無題
息苦しい。
加奈は胸が詰まるような感覚を覚えていた。
彼女は今、学校での授業の最中だ。教師が英文を読み上げている。少し騒がしい教室は、生徒同士のグループワークから発生した談笑のせいだろう。
4月。彼女は新年度から中学二年生になった。新しいクラスに新しい担任。グループは既に出来つつあるのだが、どこにも属せないまま、独り。
彼女はそんな教室の中で、一番騒がしさを感じている。一見、誰かと話すこともなく、真面目に授業を受けているように見えるが、彼女の中では、まるで体から飛び出すのではないか、と言う程に酷く心臓が荒ぶっていた。

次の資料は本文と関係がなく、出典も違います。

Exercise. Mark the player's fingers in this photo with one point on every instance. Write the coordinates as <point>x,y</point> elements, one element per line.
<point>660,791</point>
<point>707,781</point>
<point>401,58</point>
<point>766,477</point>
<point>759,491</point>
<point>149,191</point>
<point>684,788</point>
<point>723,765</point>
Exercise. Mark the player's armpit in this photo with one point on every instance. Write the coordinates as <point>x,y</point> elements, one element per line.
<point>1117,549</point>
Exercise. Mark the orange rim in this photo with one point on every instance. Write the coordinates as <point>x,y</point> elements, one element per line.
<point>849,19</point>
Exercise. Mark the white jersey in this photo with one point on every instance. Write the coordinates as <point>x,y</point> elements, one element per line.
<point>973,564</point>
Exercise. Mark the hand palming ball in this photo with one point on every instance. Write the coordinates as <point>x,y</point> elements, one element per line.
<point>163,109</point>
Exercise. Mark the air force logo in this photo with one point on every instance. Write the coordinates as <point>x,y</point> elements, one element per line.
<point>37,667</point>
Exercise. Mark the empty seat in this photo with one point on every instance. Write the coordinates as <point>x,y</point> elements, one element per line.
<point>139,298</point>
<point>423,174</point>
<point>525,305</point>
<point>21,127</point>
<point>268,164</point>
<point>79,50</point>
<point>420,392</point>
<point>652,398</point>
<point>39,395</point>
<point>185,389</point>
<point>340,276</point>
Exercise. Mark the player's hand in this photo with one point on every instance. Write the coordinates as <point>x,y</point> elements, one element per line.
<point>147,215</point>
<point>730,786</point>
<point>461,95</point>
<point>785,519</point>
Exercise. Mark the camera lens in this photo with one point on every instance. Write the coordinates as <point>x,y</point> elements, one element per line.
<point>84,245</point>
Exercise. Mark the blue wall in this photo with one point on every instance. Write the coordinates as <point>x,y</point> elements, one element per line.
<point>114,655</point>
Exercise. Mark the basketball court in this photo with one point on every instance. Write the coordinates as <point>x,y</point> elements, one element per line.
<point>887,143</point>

「(もうすぐ、私が発表する番だ。もしも間違えたらどうしよう)」
グループで答えを出さなくてはいけなかった。彼女のグループは、彼女一人を除いて皆で楽しそうに話していて、答えを出そうともしていない。加奈ちゃん答えてよ、その一言だけを掛けてそれからは自分らの会話に夢中だ。
加奈は周りの目を気にし、失敗に怯えている。他の人だったら、分からないのならそう言って終わるようだが、彼女の場合は違う。出来ない、分からない、そんな言葉を発することで、周りの人間に貶される気がして、グループの人たちに恥をかかせる気がして、考えもしていなかった癖に責められる気がして、とても言うことは出来なかった。
間違えたらきっと馬鹿にされるだろう。一人だけ、苦しい思いをするのは、恥ずかしい思いをするのは、嫌だ。
加奈は英語が苦手だった。しかし、英語の教師と仲が良いものだから、グループワーク以外でも人一倍当てられるのは間逃れなかった。
加奈は、いわゆる優等生だった。中学にあがってからも、勉強に生活面も、人よりも良く努めていた。なかなかの温室栽培な小学校出身であった彼女は、中学も同じ要領で過ごしていける、そう思っていた。
彼女の住む市は、地方都市と呼ぶにも難しく、少子高齢化問題を抱えた、日本の問題を、最も具現化したような場所だ。ヤクザなんかが、未だ力を持っていたりして、時々問題になる。駅付近は少し栄えているけれど、全盛期と比べれば町全体は廃れて、シャッター街も今じゃ彼女の中では観光地だ。